The enzyme SCD is a rate-limiting enzyme in the biosynthesis of many monounsaturated FAs (Ntambi et al., 2004), and sequence variation in SCD has been revealed to affect milk fat composition. The SCD gene is therefore considered to be a useful candidate gene for use in breeding programmes targeted at improving the nutritional value of milk. The most commonly described variation in SCD is the variant c.878C/T located in exon 5. It underpins the substitution of the amino acid valine (V) with alanine (A) at amino acid position 293 in the SCD protein. The function of SCD is likely to be affected by p.A293V because it is located in the third histidine-rich region of the enzyme. This histidine-rich region has been revealed to be important for the catalytic activity of the enzyme (Shanklin et al., 1994).

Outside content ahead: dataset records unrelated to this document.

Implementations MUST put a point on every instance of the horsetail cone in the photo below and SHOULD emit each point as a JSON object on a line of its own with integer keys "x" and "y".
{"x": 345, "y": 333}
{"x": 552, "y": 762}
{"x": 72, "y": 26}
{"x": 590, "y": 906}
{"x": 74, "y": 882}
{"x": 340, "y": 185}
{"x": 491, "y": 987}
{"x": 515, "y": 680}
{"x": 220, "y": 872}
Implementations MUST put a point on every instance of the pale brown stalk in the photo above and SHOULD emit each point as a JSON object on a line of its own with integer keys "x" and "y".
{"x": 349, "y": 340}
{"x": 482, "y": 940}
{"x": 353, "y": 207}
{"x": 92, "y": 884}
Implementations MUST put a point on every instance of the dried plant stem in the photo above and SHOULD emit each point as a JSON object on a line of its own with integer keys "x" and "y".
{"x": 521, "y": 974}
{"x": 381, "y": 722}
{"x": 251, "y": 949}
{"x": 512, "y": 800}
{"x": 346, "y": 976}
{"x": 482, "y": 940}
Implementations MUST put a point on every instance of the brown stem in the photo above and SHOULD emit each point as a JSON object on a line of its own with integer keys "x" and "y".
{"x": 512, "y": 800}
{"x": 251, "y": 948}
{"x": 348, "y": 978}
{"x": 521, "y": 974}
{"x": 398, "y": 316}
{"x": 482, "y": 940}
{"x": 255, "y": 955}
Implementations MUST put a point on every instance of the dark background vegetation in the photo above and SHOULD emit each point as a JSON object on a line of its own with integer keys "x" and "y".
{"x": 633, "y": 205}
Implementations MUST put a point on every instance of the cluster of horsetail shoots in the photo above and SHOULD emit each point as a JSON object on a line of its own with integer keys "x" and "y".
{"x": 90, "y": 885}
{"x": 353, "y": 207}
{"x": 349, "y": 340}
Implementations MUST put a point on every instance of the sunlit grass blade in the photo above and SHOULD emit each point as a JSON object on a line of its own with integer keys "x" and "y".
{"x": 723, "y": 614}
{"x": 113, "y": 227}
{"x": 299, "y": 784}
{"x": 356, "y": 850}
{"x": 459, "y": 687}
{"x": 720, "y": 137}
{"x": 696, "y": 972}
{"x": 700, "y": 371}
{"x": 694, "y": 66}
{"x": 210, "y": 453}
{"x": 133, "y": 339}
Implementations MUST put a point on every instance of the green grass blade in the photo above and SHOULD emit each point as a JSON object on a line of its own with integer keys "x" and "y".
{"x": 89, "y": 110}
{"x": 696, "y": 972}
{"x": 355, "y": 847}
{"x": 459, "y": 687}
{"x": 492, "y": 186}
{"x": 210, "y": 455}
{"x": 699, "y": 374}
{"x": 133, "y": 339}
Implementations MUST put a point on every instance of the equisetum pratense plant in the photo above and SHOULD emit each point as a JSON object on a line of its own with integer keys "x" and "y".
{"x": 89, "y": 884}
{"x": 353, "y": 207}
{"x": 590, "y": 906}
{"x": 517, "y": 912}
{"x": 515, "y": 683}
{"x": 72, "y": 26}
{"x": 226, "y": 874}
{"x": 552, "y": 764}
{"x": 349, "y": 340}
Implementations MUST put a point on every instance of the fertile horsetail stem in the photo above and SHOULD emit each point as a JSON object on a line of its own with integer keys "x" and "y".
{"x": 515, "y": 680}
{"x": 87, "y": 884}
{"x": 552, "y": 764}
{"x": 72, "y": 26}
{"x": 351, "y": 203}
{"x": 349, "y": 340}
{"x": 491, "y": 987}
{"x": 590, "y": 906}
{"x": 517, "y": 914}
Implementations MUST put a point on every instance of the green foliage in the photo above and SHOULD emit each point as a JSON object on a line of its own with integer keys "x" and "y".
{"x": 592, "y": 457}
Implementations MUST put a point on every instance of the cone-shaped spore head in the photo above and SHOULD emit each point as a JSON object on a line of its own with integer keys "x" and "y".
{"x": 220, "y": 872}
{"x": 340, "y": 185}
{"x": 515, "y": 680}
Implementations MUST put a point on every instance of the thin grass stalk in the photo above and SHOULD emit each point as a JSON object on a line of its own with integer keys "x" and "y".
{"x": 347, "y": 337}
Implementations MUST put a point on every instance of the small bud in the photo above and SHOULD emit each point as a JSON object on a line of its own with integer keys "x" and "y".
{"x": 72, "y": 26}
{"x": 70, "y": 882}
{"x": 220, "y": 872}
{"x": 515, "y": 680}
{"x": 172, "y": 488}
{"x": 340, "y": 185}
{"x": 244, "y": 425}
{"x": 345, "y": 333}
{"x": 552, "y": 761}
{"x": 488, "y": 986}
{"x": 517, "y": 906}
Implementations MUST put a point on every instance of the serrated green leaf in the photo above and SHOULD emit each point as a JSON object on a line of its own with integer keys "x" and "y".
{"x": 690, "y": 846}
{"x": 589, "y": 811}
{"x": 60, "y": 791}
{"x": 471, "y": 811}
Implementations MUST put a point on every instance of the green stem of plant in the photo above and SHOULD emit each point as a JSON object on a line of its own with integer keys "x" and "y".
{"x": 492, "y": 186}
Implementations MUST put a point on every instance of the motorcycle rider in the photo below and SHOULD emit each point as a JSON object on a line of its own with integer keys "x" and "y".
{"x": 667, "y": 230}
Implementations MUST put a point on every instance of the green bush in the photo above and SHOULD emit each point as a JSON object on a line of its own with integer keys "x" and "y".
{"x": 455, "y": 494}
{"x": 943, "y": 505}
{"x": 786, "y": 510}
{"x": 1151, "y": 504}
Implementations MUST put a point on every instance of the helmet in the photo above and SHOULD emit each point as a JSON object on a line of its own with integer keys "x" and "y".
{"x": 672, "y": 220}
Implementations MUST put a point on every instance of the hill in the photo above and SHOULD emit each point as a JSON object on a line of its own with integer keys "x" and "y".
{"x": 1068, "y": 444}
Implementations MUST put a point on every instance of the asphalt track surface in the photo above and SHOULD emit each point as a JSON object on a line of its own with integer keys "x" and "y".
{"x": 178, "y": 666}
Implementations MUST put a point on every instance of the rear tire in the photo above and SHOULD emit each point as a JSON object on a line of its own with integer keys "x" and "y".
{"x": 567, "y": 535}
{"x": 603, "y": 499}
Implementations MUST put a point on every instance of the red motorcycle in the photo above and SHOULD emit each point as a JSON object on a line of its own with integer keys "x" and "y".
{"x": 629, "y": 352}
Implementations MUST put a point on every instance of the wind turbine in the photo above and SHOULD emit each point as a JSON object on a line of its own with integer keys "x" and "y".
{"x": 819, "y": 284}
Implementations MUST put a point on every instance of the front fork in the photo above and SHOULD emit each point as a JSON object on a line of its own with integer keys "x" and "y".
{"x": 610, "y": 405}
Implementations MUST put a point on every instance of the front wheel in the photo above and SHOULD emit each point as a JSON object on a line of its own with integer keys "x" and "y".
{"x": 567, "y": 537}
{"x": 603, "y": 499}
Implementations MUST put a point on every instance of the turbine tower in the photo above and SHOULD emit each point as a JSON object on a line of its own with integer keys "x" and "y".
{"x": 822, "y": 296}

There was linkage between c.878C/T and other variants. Taniguchi et al. (2004) identified linkage between three nucleotide substitutions c.702A/G, c.762T/C and c.878C/T in exon 5 of Japanese black cattle. Based on these three variants, they described the haplotype p.293V (GCT) and p.293A (ATC). This linkage was also found by Baeza et al. (2013) with the variant g.10153A> G (equivalent to c.702A/G here) being in complete linkage disequilibrium with c.878C/T in the beef cattle they studied. In this study, three nucleotide variations in exon 5 (c.702A/G, c.762T/C and c.878C/T), one variant in intron 5 (c.880+105A/G) and four variants in the 3′-UTR (c.*1883C/T, c.*1984G/A, c.*1783A/G and c.*2066T/C/G) were revealed. There was linkage between c.702A/G, c.762T/C, c.878C/T, c.880+105A/G, c.*1883C/T and c.*1984G/A.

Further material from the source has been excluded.